Vengeful (Villains #2)(38)
Down the hall, and two floors up, he swiped himself into the control room and showed the senior officer the front of his key, where his face hung in holographic detail, right below the word EON.
“Dominic Rusher,” he said with an easy smile, “reporting for duty.”
VIII
FOUR WEEKS AGO
MERIT SUBURBS
STELL ducked under the yellow crime scene tape.
He didn’t flash a badge—didn’t need to. Everyone on the scene worked for EON. For him.
Agent Holtz was standing by the back door. “Sir,” he said eagerly, his tone too bright for the early hour.

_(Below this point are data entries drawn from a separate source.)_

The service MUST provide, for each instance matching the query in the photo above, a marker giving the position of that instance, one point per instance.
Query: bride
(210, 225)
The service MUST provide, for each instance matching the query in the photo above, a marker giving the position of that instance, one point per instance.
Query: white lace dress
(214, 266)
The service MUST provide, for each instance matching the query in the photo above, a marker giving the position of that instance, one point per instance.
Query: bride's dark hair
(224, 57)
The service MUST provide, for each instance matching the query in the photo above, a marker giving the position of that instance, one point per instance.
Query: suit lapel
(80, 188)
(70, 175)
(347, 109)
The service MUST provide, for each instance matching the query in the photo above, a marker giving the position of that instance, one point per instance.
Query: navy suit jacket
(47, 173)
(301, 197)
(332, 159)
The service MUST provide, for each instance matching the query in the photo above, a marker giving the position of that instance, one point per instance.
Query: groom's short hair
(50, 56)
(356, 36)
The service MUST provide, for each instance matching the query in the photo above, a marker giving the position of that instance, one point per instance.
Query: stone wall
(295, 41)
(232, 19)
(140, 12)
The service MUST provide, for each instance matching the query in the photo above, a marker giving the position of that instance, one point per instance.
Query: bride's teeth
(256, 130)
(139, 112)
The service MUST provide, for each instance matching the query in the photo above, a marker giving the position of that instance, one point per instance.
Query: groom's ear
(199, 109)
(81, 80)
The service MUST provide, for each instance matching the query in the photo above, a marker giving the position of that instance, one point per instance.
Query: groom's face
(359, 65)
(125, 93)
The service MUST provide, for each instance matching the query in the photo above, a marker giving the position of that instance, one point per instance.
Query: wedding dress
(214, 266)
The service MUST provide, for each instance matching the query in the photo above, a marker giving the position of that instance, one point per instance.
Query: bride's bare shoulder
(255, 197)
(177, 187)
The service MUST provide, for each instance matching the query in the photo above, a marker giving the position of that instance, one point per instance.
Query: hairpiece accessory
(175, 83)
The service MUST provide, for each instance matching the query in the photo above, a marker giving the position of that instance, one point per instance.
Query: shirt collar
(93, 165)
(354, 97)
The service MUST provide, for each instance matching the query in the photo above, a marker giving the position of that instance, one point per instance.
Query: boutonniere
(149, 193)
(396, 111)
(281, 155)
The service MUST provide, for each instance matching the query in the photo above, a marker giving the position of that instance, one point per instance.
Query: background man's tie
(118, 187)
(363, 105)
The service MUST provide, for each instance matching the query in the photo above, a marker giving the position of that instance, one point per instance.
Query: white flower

“Who called it in?” asked Stell.
“Good Samaritan called the cops. Cops called us.”
“That obvious?”
“Oh yeah,” said Holtz, holding open the door.
Agent Rios was already in the kitchen. Tall, tan, and keen-eyed, she’d been Stell’s second-in-command for nearly four years. She was leaning against the counter, arms crossed, watching a tech photograph a pile of . . . something . . . on the tile floor. A large diamond glinted amid the mess.
“Same profile as the hospital?” asked Stell.
“Looks like it,” said Rios. “Marcella Riggins. Age thirty-two. Spent the last thirteen days in a coma after her husband tried to burn down their house—with her inside. Can’t really blame her for being mad.”
“Mad is conceivable,” said Stell. “Murder is a problem.” He looked around. “How many dead?”
Rios straightened. “Four, we think. It’s kind of hard to tell.” She pointed at the kitchen floor. “One,” she counted, then turned and led him down the hall to a room with a poker table, and a fairly grisly tableau. “Two,” she said, nodding down at a ruined body on the floor. “Three,” she pointed at a withered form only vaguely human. “And four,” she said, gesturing to a pile of dust that coated the back of a chair and spilled onto the felt table. “Hell hath no fury . . .”
Stell counted the chairs. “Survivors?”
“If there were, they didn’t go to the cops. The house belongs to Sam McGuire,” said Rios. “Safe to assume he’s here . . . somewhere.”
Holtz whistled from the doorway. “You ever seen anything like this before?”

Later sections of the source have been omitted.